SUPERCHARGER: Handgrenade Blues

(VME/ Twilight) Supercharger haben auf wohl ungewollte Weise ein interessantes Album abgeliefert. Denn „Handgrenade Blues“ ist Wasser auf die Mühlen all derjenigen, die behaupten, die Rockmusik sei tot. Und das, hier wird’s interessant, obwohl man diesem Album beileibe nicht fehlende Energie und Nachdruck absprechen kann. Nur handelt es sich um exakt die Energie, die schon vor 25 Jahren Halbstarke mit Minderwertigkeitskomplex zum Pogen in der Dorfdisko animiert hat. Es ist ja absolut kein Problem, wenn Bands innerhalb einer gewissen Tradition operieren, läuft es aber darauf hinaus, dass Vorhandenes eins zu eins kopiert wird, ich denke da an Backyard Babies und Guns´n´Roses, vermixt mit Alternative-standarts, ist das der Bankrott jedes kreativen Ansatzes innerhalb der Musik.

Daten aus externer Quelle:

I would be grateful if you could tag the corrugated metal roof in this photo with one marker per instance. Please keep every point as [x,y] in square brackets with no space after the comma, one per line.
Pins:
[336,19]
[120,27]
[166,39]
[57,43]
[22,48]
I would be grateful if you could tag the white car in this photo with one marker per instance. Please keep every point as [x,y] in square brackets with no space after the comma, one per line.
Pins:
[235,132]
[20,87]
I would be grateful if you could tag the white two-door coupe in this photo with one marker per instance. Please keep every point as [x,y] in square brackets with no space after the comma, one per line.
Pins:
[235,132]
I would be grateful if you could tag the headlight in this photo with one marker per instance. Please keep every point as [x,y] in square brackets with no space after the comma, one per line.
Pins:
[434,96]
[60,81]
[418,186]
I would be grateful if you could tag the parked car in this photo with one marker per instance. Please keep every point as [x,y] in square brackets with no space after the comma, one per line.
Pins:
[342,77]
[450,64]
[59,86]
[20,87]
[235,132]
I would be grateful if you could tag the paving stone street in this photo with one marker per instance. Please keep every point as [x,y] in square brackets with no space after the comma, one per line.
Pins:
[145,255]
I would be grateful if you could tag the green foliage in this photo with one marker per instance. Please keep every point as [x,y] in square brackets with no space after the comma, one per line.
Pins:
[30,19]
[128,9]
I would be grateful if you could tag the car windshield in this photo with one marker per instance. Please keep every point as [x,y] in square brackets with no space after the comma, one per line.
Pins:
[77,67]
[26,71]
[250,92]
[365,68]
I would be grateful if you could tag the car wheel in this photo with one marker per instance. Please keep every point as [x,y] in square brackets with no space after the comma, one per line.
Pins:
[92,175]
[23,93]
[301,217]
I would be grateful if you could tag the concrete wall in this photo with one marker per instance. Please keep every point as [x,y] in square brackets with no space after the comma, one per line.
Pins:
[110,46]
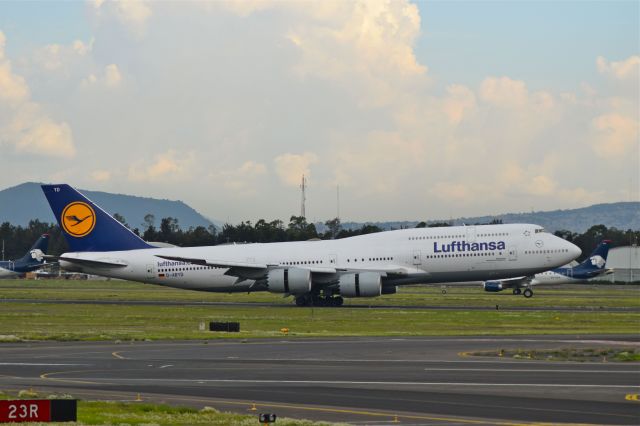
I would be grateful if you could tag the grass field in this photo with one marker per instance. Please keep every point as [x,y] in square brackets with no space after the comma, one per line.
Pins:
[138,413]
[63,321]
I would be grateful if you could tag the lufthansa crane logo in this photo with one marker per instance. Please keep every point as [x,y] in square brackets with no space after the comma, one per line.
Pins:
[78,219]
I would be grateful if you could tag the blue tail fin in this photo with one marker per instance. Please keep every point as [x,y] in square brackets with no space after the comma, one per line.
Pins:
[34,255]
[597,259]
[85,225]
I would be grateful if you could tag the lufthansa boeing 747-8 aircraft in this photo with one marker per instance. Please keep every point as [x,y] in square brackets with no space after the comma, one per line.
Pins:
[32,260]
[314,272]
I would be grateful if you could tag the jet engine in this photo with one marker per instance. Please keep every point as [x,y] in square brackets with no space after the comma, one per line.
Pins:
[365,284]
[291,281]
[493,286]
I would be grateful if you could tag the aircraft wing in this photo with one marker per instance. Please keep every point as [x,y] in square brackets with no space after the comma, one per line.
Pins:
[257,271]
[104,263]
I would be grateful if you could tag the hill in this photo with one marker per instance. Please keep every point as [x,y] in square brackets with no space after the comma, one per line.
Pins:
[623,215]
[20,204]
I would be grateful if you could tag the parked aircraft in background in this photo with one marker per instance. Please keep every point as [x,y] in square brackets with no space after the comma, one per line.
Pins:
[31,261]
[590,268]
[314,272]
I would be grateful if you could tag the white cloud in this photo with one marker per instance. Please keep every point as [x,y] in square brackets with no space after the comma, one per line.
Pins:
[338,89]
[110,77]
[101,175]
[291,167]
[169,165]
[626,69]
[504,92]
[13,88]
[459,102]
[243,180]
[30,131]
[61,58]
[365,46]
[616,135]
[23,123]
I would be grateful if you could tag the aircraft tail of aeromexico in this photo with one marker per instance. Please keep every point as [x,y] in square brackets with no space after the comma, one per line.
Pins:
[314,272]
[592,267]
[31,261]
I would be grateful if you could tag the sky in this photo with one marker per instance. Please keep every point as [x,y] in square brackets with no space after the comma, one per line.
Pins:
[415,110]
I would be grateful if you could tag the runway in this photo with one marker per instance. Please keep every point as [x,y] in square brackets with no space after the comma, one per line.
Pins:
[293,306]
[366,380]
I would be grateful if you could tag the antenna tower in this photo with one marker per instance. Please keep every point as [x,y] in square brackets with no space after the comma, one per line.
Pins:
[303,186]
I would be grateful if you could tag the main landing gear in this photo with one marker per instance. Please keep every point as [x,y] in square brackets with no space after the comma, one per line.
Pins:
[526,293]
[318,300]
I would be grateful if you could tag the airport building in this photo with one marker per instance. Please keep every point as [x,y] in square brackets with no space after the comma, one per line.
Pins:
[625,262]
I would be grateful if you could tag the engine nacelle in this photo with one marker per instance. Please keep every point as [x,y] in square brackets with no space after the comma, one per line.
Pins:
[291,281]
[389,289]
[365,284]
[493,286]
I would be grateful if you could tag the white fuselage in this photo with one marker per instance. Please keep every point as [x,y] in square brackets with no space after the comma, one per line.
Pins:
[8,272]
[446,254]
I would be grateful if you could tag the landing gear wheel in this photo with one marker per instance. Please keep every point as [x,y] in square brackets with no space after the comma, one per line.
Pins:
[302,301]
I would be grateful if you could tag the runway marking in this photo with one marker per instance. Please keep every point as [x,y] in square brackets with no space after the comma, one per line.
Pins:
[346,411]
[345,382]
[45,376]
[37,364]
[424,361]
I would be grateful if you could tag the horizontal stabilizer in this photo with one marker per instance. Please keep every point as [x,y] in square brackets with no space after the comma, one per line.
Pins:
[215,263]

So verkommt dann das Klangerzeugnis zum Produkt, es ist scheiß egal von wem es kommt, Hauptsache es liefert die gewollte Wirkung. Ein Album als die bevorzugte Packung Cornflakes oder die favorisierte Marke Zigaretten. Gerne würde ich über einzelne Songs schreiben aber ehrlich gesagt geben diese das nicht her, nichts, was besonders und gesondert erwähnenswert wäre. Klar, es gibt Variationen innerhalb der einzelnen Lieder, jedoch sind dies samt und sonders Variationen, die so bereits von etlichen Bands erforscht worden sind. So ist „Handgrenade Blues“ dann auch ein Exempel in routiniert Runtergespieltem aus dem Bestand des Rock-Archivs.